Detecting Metastable Basins in High Dimensions via Marginal Trajectory Distribution Discrimination
We study the problem of identifying dynamically distinct basins of attraction in high dimensional time-homogeneous Markov processes using only trajectory sampling. This problem is fundamental in the analysis of metastable dynamical systems, where the process rapidly mixes within basins while transitions between basins occur rarely on the timescale of interest, or even when the state space is reducible. Existing approaches typically rely on spatial discretization or spectral analysis of estimated transition operators, which can become unreliable in high dimensional settings or when the underlying basin geometry is highly nonlinear. We propose a discriminative approach to basin identification based on marginal trajectory distribution comparison. We prove a simple risk separation result: if two initial states belong to the same basin, the Bayes-optimal classifier distinguishing their marginal trajectory distributions achieves risk close to 1/2, whereas if they lie in distinct basins, the optimal risk is close to zero.
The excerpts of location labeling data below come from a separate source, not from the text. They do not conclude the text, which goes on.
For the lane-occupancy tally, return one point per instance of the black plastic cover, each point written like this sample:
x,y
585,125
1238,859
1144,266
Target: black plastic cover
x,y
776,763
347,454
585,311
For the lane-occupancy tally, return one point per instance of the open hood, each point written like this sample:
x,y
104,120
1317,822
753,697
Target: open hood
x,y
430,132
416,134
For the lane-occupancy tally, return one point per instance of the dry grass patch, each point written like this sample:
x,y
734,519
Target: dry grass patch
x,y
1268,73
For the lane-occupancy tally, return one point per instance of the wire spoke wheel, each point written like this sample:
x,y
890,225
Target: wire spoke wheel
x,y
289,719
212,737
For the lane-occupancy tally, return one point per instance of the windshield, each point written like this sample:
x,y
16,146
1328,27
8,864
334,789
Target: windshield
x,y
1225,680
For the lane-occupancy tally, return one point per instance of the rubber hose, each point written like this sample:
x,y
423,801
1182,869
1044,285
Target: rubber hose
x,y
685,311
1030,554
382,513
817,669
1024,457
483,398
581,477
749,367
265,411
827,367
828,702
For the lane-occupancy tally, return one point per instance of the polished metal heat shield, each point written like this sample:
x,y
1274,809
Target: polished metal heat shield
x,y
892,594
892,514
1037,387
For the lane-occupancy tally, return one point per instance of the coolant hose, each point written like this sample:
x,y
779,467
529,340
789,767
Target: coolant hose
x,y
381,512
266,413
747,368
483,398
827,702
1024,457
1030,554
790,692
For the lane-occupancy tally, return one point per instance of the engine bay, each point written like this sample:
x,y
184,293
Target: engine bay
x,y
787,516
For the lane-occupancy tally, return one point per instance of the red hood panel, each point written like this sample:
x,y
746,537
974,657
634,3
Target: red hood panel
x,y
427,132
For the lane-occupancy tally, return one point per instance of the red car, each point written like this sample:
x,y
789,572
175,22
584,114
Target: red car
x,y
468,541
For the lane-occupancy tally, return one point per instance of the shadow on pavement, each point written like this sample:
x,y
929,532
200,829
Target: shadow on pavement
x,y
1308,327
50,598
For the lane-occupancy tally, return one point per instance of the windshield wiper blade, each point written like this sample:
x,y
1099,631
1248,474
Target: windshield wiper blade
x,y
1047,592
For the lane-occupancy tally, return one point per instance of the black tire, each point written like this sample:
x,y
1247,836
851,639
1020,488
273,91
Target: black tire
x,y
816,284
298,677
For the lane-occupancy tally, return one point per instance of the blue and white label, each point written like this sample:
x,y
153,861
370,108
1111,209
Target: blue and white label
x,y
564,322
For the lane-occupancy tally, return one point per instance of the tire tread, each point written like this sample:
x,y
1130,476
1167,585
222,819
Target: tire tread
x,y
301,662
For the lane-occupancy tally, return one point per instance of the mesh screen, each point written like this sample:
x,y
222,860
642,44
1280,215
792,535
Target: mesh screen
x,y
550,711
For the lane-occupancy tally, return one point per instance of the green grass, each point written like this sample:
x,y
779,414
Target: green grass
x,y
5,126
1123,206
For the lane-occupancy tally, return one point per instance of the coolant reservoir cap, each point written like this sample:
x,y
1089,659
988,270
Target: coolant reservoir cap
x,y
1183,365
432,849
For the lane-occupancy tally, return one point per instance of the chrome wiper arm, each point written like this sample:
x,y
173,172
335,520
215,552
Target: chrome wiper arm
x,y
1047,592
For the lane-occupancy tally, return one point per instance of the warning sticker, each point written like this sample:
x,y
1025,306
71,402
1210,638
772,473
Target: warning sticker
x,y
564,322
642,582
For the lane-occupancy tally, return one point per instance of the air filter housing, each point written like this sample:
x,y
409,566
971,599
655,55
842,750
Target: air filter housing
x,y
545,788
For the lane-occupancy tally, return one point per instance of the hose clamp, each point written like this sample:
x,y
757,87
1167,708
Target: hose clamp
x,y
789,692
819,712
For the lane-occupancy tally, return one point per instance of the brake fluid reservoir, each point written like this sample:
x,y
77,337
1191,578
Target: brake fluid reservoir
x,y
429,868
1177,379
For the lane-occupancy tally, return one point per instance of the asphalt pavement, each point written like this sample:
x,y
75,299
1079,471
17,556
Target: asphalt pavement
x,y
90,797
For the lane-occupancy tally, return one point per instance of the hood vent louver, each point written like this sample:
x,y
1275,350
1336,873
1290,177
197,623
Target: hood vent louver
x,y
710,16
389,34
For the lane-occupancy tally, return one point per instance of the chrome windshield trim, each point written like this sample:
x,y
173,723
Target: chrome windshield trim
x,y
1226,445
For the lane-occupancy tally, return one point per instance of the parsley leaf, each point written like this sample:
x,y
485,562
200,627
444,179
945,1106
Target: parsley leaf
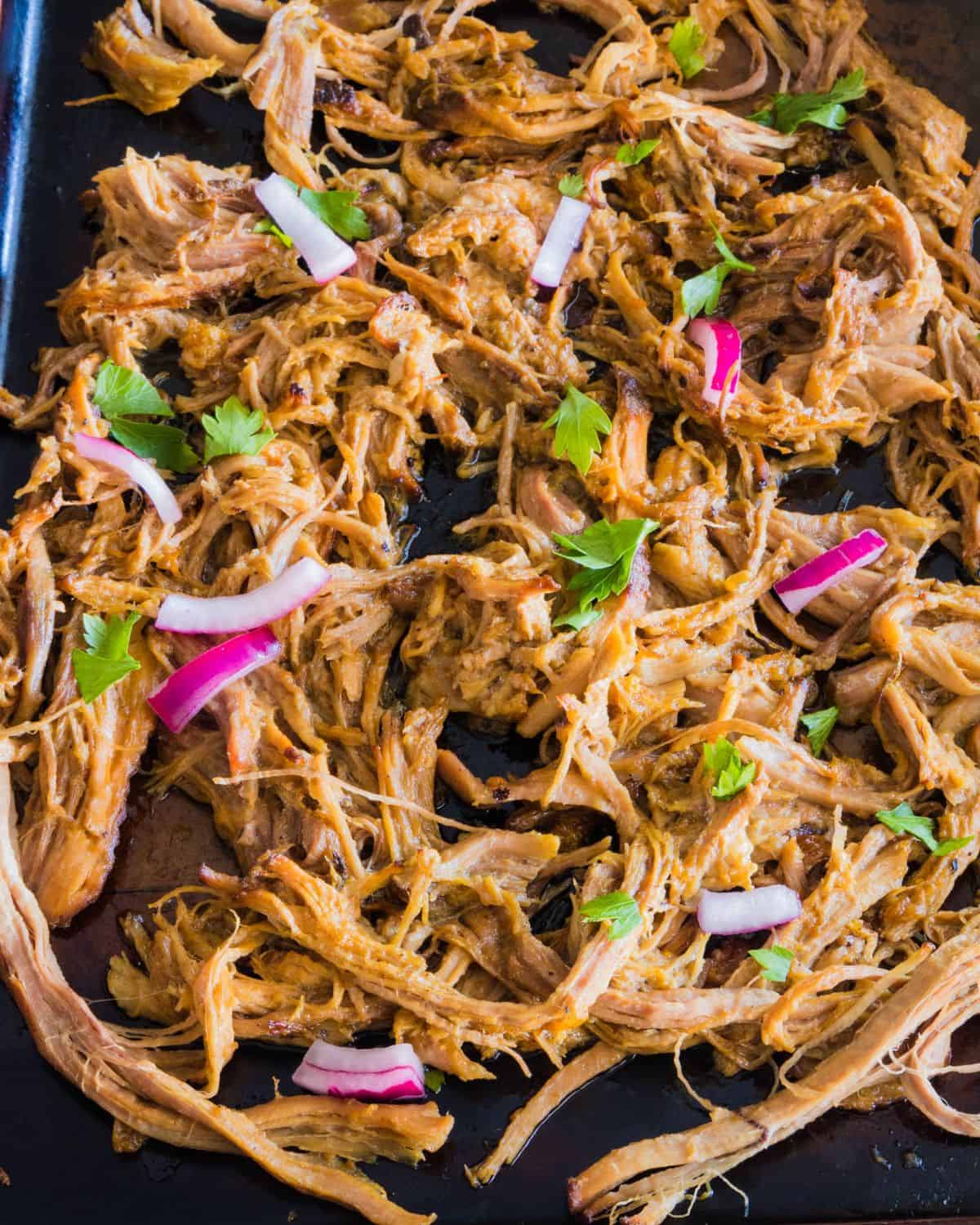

This observation reduces basin detection to a two-sample discrimination problem between marginal trajectory distributions. Motivated by this principle, we develop a neural algorithm that receives a set of candidate basin representatives and iteratively merges them by estimating classification risk with a neural network that approximates the Bayes classifier. We evaluate the method on various metastable systems. These include synthetic systems constructed by embedding low-dimensional dynamics into high dimensional noisy ambient spaces. In these settings, standard spectral and clustering-based methods often fail, while our approach accurately recovers the underlying basin structure. These results display a shortcoming of existing methods and highlight trajectory discrimination as an effective tool for identifying dynamical basins in high dimensional stochastic systems.